Abstract
Background: The combination therapy of Bruton's tyrosine (BTK) inhibitor and rituximab has shown favourable clinical efficacy and safety data as first-line therapy in mantle cell lymphoma (MCL). The idea of "chemo-less” is becoming an important treatment strategy for MCL. Zanubrutinib is a next-generation, selective BTK inhibitor. In this multicenter phase II clinical trial (CHESS - Chemo-less), we attempted to investigate the efficacy and toxicity of zanubrutinib and rituximab (ZR) combination followed by short course cytarabine-based chemotherapy, then maintenance with zanubrutinib monotherapy as frontline therapy in newly-diagnosed MCL patients. Here we report the preliminary result of this study.
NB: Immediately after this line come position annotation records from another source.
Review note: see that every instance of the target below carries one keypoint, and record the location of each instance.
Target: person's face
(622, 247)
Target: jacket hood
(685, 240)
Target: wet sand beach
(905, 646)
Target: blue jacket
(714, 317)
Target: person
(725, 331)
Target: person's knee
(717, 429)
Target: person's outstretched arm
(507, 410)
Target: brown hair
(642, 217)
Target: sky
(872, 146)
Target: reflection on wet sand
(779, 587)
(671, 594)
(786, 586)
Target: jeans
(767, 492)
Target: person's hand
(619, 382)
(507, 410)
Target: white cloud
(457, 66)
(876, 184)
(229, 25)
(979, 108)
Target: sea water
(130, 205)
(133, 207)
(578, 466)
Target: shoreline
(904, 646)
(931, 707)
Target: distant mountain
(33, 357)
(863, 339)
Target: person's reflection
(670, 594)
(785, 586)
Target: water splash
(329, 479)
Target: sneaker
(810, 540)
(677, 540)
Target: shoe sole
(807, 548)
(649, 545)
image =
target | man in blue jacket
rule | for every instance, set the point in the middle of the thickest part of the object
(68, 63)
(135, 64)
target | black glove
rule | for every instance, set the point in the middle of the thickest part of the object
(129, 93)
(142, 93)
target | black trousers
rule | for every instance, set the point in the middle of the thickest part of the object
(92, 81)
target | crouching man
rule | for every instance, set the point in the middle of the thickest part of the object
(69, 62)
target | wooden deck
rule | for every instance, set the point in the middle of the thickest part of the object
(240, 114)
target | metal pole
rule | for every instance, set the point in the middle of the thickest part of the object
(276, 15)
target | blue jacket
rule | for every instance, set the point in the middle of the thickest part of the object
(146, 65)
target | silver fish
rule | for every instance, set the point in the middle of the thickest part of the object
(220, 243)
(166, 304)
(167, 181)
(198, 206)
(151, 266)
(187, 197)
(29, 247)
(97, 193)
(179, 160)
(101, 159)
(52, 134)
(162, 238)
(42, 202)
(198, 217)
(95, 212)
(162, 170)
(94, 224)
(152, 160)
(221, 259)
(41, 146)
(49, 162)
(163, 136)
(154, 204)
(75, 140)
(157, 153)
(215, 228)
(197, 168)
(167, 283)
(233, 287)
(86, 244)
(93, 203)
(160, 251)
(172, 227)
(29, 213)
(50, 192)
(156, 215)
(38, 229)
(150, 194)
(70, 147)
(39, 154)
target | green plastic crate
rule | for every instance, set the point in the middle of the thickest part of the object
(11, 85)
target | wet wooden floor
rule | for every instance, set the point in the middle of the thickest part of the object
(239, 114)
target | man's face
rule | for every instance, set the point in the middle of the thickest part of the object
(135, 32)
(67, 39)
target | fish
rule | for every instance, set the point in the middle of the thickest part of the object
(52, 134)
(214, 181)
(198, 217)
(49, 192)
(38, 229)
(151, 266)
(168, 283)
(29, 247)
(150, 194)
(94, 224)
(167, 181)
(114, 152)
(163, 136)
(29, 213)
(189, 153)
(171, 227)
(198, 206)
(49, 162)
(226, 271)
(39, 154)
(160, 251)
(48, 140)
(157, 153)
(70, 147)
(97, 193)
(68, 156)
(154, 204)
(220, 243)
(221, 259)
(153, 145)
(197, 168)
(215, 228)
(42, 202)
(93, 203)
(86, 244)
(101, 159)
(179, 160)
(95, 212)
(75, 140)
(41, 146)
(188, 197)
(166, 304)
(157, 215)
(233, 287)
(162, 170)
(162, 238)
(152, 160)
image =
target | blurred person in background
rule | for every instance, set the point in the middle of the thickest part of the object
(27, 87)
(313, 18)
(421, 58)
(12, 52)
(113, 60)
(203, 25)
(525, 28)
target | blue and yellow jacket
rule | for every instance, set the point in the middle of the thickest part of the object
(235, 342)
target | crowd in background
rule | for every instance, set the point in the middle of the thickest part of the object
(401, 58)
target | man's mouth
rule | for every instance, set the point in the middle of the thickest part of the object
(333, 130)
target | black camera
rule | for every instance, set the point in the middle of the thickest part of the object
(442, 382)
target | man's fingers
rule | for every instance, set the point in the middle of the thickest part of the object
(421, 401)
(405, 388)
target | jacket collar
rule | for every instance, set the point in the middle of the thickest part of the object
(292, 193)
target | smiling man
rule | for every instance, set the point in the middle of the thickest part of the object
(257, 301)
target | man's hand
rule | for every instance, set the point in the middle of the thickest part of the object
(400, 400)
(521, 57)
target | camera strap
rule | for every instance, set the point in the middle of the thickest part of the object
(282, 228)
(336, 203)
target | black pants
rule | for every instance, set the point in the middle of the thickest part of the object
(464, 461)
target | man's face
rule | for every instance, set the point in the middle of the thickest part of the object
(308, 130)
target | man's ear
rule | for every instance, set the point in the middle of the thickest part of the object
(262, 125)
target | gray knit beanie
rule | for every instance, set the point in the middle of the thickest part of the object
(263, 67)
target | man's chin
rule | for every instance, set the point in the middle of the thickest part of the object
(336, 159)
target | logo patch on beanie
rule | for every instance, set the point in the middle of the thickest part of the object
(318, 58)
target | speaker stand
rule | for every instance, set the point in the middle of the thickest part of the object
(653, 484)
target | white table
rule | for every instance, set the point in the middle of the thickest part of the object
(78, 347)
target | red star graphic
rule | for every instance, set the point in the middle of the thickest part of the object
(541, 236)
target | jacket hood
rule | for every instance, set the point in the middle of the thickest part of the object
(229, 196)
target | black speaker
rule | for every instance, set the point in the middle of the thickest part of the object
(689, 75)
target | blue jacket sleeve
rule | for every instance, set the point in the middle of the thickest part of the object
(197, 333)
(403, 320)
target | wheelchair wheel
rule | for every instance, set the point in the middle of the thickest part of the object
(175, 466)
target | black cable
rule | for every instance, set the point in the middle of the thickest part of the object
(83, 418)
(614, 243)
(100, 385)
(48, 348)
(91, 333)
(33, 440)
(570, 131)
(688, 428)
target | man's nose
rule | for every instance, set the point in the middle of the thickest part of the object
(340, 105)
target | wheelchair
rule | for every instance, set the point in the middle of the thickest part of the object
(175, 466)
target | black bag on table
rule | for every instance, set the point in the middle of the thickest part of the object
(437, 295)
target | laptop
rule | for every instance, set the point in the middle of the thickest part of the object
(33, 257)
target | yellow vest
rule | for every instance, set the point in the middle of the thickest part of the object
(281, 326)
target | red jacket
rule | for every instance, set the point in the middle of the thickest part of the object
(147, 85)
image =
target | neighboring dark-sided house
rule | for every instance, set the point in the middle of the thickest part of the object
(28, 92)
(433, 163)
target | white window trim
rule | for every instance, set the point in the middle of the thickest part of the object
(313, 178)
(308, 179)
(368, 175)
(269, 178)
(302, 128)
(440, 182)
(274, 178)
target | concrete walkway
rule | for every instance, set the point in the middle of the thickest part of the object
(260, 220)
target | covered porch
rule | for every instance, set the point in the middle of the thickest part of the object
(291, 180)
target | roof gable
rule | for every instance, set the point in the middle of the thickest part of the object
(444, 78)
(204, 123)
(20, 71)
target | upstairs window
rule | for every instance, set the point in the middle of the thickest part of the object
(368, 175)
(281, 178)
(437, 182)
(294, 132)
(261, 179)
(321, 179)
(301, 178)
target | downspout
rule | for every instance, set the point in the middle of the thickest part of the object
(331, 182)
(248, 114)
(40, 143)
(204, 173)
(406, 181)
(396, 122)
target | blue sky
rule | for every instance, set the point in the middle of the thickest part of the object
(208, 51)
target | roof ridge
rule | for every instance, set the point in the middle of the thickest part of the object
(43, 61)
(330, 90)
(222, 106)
Methods: Previously untreated MCL patients who need immediate therapy are eligible for this study. Included patients received induction therapy of ZR until achieving complete remission (CR) or to a maximum of 12 cycles, and followed by 4 cycles of R-DHAOx regimen (rituximab, dexamethasone, cytarabine and oxaliplatin). Patients ≥ 65 years receive dose-reduced cytarabine (1000mg/m2). Patients achieving CR after chemotherapy would receive maintenance therapy with zanubrutinib for a maximum of 1 year. The primary endpoint was CR rate after induction therapy with ZR regimen. Adverse events were evaluated according to CTCAE version 5. Among evaluable samples of bone marrow and/or peripheral blood, we evaluated the minimal residual disease (MRD) by flow cytometry at baseline and after every 2 cycles of treatment. This trial is registered in ClinicalTrials.gov (identifier number: NCT04624958).
Results: From Oct 2020 to Apr 2022, a total of 17 patients were enrolled in this study. Among included patients, over 80% of patients were males, median age was 60 years (range, 26-70), and 88.2% were advanced stages. More than half of the patients had intermediate or high risk simplified MIPI score. Pathologically, 2 patients were blastoid subtype and 52.9% with Ki67 ≥ 30%. Fifteen patients (88.2%) had initial bone marrow involvement by flow cytometry. Among 13 patients who performed peripheral blood flow cytometry before treatment, the results were identical to bone marrow. With a median follow up of 11.6 months (range, 1.93-20.03), the median number of ZR cycles was 4 (range, 2-7). After 4 cycles of ZR regimen, the CR rate was 88.2% (15/17) and all patients responded to the treatment. The best CR rate during ZR was 94.1% (16/17). All the 4 patients over 65 years old achieved CR. At the time of last follow-up (June 2022), only 1 male patient with blastoid MCL experienced progressive disease after a best response of partial remission. A new lesion was found after 5 cycles of ZR regimen, with a progression-free survival of 4.03 months. The bone marrow MRD negative CR rate was also 88.2% (15/17) after induction of ZR. Among evaluable patients (n=10), peripheral blood MRD detection showed complete consistency with bone marrow. Grade 3-4 adverse events on ZR regimen were neutropenia (n=1) and fatigue (n=2). The most common grade 1-2 adverse events were rash (17.6%), neutropenia (17.6%), and subcutaneous hemorrhage (17.6%). None had grade 3-4 atrial fibrillation or hemorrhage. During chemotherapy, grade 3-4 thrombocytopenia was observed in 76.9% of patients.
Conclusion: Outstanding preliminary responses were observed by "chemo-less” treatment strategy - induction treatment with ZR followed by short-course R-DHAOx chemotherapy. This approach might reduce the toxicity of cytarabine-based chemotherapy without weakening the therapeutic efficacy. Moreover, both bone marrow and peripheral blood MRD was highly consistent with imaging evaluation, indicating its potential value as a predictor. However, the efficacy, toxicity and MRD data were immature, which needs to be complemented and further evaluated at the completion of this trial.
Disclosures
No relevant conflicts of interest to declare.
Author notes
Asterisk with author names denotes non-ASH members.